Reputation: 390
This code removes duplicates from the original list, but I want to extract the duplicates from the original list -> not removing them (this package name is just part of another project):
Given:
a Person pojo:
package at.mavila.learn.kafka.kafkaexercises;
import org.apache.commons.lang3.builder.ToStringBuilder;
public class Person {
private final Long id;
private final String firstName;
private final String secondName;
private Person(final Builder builder) {
this.id = builder.id;
this.firstName = builder.firstName;
this.secondName = builder.secondName;
}
public Long getId() {
return id;
}
public String getFirstName() {
return firstName;
}
public String getSecondName() {
return secondName;
}
public static class Builder {
private Long id;
private String firstName;
private String secondName;
public Builder id(final Long builder) {
this.id = builder;
return this;
}
public Builder firstName(final String first) {
this.firstName = first;
return this;
}
public Builder secondName(final String second) {
this.secondName = second;
return this;
}
public Person build() {
return new Person(this);
}
}
@Override
public String toString() {
return new ToStringBuilder(this)
.append("id", id)
.append("firstName", firstName)
.append("secondName", secondName)
.toString();
}
}
Duplication extraction code.
Notice here we filter the id and the first name to retrieve a new list, I saw this code someplace else, not mine:
package at.mavila.learn.kafka.kafkaexercises;
import java.util.List;
import java.util.Map;
import java.util.Objects;
import java.util.concurrent.ConcurrentHashMap;
import java.util.function.Function;
import java.util.function.Predicate;
import java.util.stream.Collectors;
import static java.util.Objects.isNull;
public final class DuplicatePersonFilter {
private DuplicatePersonFilter() {
//No instances of this class
}
public static List<Person> getDuplicates(final List<Person> personList) {
return personList
.stream()
.filter(duplicateByKey(Person::getId))
.filter(duplicateByKey(Person::getFirstName))
.collect(Collectors.toList());
}
private static <T> Predicate<T> duplicateByKey(final Function<? super T, Object> keyExtractor) {
Map<Object,Boolean> seen = new ConcurrentHashMap<>();
return t -> isNull(seen.putIfAbsent(keyExtractor.apply(t), Boolean.TRUE));
}
}
The test code.
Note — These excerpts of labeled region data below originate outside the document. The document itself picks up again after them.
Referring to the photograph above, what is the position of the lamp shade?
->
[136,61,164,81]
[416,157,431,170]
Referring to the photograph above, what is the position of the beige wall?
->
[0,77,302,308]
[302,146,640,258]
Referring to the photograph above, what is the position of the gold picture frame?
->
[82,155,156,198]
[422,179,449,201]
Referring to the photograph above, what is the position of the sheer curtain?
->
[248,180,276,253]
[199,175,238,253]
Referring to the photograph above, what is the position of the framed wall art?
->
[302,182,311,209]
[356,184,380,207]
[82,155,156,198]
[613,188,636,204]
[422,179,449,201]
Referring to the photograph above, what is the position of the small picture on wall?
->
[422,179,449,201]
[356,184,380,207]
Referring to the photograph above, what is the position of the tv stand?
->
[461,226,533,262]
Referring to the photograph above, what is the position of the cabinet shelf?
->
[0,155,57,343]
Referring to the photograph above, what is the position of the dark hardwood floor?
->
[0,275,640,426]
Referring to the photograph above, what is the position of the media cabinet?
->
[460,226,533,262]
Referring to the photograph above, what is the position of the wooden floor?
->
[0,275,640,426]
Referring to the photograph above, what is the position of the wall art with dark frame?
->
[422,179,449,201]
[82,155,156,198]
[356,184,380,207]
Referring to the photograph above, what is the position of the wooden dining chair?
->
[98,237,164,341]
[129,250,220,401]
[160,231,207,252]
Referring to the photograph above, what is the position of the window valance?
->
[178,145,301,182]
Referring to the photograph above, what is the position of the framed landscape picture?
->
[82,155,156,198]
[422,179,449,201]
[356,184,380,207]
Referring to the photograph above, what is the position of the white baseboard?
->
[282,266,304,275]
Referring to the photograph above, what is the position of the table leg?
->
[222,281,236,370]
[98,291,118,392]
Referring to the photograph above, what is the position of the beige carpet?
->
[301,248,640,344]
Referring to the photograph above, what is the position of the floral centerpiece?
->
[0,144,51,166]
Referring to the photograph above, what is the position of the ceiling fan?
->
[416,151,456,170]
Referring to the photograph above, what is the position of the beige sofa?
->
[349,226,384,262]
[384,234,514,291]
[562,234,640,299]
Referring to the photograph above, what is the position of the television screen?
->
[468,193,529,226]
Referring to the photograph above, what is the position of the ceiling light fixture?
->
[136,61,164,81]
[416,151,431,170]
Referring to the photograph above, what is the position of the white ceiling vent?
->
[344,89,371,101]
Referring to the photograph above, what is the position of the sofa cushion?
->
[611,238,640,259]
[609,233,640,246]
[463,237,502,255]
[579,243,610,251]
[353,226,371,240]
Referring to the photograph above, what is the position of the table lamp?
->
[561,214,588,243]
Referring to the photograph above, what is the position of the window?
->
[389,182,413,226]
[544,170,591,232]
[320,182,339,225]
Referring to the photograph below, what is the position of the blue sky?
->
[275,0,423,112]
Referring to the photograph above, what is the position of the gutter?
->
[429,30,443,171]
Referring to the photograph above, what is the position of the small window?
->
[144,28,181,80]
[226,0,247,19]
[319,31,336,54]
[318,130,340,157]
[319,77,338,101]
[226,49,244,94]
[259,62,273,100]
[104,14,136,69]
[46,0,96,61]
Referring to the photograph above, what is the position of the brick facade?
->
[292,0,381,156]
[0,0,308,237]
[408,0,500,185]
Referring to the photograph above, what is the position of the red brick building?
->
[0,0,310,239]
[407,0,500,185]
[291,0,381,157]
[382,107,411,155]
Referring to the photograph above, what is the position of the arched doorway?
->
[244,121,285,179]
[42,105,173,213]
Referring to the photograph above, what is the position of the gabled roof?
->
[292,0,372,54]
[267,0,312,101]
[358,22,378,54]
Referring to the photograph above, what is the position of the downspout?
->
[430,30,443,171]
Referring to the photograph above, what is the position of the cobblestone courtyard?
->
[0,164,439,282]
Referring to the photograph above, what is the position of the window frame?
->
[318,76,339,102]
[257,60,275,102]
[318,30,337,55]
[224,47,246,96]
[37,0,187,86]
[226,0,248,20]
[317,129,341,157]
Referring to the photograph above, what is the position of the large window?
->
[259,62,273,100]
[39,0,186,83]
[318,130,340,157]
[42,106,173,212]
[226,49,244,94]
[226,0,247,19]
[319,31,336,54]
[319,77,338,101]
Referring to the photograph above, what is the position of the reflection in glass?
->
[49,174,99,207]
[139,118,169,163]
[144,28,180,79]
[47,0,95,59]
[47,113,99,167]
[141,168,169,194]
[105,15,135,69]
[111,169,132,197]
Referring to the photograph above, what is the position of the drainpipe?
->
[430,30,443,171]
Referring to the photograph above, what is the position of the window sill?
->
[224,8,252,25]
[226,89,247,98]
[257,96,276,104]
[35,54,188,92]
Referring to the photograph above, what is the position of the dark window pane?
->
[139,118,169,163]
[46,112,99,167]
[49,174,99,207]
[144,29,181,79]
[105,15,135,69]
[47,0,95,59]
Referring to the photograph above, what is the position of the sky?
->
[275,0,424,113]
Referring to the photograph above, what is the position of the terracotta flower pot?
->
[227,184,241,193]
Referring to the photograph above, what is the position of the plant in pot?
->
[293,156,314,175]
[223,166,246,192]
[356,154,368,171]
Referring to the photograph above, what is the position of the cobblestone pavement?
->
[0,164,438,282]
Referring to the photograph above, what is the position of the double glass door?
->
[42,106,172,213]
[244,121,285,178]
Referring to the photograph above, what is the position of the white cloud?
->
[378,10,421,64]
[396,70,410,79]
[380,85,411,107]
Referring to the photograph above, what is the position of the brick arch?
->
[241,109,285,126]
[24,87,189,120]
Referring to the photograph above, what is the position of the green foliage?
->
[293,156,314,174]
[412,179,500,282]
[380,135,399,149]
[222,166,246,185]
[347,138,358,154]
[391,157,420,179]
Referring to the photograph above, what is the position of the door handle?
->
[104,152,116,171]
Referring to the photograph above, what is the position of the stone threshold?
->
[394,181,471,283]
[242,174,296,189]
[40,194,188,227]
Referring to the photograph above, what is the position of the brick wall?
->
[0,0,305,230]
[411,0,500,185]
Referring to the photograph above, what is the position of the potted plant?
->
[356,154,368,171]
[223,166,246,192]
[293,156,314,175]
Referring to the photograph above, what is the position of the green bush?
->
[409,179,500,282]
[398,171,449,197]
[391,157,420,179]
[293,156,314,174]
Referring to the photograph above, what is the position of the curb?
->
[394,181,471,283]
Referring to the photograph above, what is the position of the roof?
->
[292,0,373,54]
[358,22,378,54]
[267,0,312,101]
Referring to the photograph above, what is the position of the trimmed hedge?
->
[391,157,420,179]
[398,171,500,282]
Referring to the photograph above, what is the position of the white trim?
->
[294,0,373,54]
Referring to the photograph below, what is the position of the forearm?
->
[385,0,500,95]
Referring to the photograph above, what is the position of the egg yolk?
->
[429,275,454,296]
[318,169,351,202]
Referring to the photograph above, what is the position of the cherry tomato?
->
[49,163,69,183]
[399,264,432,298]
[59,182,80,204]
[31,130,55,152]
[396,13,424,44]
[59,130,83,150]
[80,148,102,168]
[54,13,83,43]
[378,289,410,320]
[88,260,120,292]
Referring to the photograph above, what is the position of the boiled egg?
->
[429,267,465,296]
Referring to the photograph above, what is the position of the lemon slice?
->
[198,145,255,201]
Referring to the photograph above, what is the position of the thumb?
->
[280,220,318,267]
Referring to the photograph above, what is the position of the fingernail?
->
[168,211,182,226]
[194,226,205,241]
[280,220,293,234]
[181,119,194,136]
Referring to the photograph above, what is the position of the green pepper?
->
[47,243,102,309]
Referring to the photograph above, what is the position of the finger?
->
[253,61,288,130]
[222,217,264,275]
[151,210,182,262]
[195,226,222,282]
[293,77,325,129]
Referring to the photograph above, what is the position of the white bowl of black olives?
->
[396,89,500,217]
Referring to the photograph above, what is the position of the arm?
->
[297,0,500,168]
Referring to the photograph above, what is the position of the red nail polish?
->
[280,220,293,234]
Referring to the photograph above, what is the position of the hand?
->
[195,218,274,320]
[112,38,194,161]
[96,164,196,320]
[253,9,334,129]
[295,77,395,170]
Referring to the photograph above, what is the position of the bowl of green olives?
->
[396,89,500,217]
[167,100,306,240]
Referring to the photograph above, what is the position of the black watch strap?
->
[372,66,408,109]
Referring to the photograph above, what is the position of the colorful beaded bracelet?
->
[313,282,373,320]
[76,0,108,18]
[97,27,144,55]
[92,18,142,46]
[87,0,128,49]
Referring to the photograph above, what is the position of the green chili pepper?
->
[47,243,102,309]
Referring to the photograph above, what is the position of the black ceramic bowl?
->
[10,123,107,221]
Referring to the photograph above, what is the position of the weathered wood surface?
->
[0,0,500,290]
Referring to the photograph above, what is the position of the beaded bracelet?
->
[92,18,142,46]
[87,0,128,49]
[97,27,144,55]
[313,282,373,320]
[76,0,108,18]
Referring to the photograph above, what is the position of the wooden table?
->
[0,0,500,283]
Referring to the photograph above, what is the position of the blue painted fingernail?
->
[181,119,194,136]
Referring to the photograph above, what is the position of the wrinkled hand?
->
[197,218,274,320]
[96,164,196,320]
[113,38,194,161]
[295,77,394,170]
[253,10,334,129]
If you run this test case you will get [alex, lolita, elpidio, romualdo].
I would expect to get instead [romualdo, otroRomualdo] as the extracted duplicates given the id and the firstName:
package at.mavila.learn.kafka.kafkaexercises;
import org.junit.Test;
import org.slf4j.Logger;
import org.slf4j.LoggerFactory;
import java.util.ArrayList;
import java.util.List;
import static org.junit.Assert.*;
public class DuplicatePersonFilterTest {
private static final Logger LOGGER = LoggerFactory.getLogger(DuplicatePersonFilterTest.class);
@Test
public void testList(){
Person alex = new Person.Builder().id(1L).firstName("alex").secondName("salgado").build();
Person lolita = new Person.Builder().id(2L).firstName("lolita").secondName("llanero").build();
Person elpidio = new Person.Builder().id(3L).firstName("elpidio").secondName("ramirez").build();
Person romualdo = new Person.Builder().id(4L).firstName("romualdo").secondName("gomez").build();
Person otroRomualdo = new Person.Builder().id(4L).firstName("romualdo").secondName("perez").build();
List<Person> personList = new ArrayList<>();
personList.add(alex);
personList.add(lolita);
personList.add(elpidio);
personList.add(romualdo);
personList.add(otroRomualdo);
final List<Person> duplicates = DuplicatePersonFilter.getDuplicates(personList);
LOGGER.info("Duplicates: {}",duplicates);
}
}
In my job I was able to get the desired result it by using Comparator using TreeMap and ArrayList, but this was creating a list then filtering it, passing the filter again to a newly created list, this looks bloated code, (and probably inefficient)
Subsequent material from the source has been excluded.